What are the best optimization algorithms that avoid this problem? I'm considering simulated annealing, which uses no calculus whatsoever. But I have to imagine that there are differential techniques which are robust to noise in the objective function. Does it help if I know/can control the approximate noise scale?

EDIT: Context

I didn't initially say I'm working on since it isn't essential to my question, but now I'll add a precise problem statement for those curious. I'm trying to capture as much of Gaussian-distributed population as I can with a fixed number of unit balls. The objective function is the probability mass of the union of the balls.
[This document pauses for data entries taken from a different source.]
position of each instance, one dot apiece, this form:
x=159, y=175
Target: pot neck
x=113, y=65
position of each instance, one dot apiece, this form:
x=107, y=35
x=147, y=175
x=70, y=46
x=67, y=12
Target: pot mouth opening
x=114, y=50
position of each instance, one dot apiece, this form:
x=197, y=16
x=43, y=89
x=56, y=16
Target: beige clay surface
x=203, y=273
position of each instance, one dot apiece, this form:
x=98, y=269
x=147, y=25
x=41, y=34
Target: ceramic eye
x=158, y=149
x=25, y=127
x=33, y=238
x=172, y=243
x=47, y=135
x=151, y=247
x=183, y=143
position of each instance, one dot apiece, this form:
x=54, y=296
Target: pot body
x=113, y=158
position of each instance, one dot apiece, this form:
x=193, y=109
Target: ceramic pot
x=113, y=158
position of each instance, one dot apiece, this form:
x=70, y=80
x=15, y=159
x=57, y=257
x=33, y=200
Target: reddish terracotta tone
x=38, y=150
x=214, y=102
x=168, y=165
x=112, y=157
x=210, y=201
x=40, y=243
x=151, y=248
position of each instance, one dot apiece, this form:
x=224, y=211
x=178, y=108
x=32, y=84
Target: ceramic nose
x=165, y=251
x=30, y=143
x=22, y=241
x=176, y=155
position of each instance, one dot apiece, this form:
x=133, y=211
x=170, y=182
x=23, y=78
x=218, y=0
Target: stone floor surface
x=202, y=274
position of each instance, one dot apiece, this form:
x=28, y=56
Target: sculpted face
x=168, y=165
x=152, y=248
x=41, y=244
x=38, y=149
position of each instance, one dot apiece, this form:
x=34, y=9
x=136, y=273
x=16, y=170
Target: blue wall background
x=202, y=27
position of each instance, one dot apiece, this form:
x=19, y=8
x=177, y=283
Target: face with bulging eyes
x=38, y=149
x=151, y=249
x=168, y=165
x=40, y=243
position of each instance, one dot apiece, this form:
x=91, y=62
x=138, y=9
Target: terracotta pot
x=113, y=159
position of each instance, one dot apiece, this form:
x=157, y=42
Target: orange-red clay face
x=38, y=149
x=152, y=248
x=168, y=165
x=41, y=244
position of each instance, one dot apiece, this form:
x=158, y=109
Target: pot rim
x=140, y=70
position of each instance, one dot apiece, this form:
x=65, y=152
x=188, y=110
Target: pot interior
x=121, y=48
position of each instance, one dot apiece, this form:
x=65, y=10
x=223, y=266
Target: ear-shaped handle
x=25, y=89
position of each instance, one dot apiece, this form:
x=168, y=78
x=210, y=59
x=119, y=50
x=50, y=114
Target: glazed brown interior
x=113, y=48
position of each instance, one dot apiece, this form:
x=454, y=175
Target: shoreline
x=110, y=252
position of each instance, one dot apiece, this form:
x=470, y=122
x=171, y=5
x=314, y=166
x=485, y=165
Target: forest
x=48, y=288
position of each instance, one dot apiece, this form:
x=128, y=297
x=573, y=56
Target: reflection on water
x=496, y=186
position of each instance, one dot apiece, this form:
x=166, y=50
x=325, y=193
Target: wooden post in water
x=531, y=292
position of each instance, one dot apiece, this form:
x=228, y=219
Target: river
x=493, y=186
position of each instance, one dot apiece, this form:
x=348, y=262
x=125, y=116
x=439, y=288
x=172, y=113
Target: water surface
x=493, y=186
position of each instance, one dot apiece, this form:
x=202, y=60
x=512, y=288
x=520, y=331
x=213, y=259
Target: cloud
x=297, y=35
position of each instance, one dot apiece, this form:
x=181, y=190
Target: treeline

Formally, the problem is $$ \max_{p_1,\ldots,p_N \in \mathbb{R}^n} P\left\{1 \geq \min_{n \in [N]} ||x - p_n||_2 \right\} $$ where $x \sim N(\mu, \Sigma)$ is a Gaussian-distributed vector.

So in my case, $f$ is an aggregation of a Gaussian PDF over a rather ugly domain of integration. My intuition tells me $f$ is non-concave, but continuous everywhere and smooth almost everywhere. Yet, I don't think it is possible to compute (or smoothly approximate) this with the efficiency required to support thousands of queries from an optimizer. But a relatively good noisy estimate of $f$ can be obtained quickly by simply sampling a large number of points from $N(\mu, \Sigma)$ and taking the proportion contained by the balls.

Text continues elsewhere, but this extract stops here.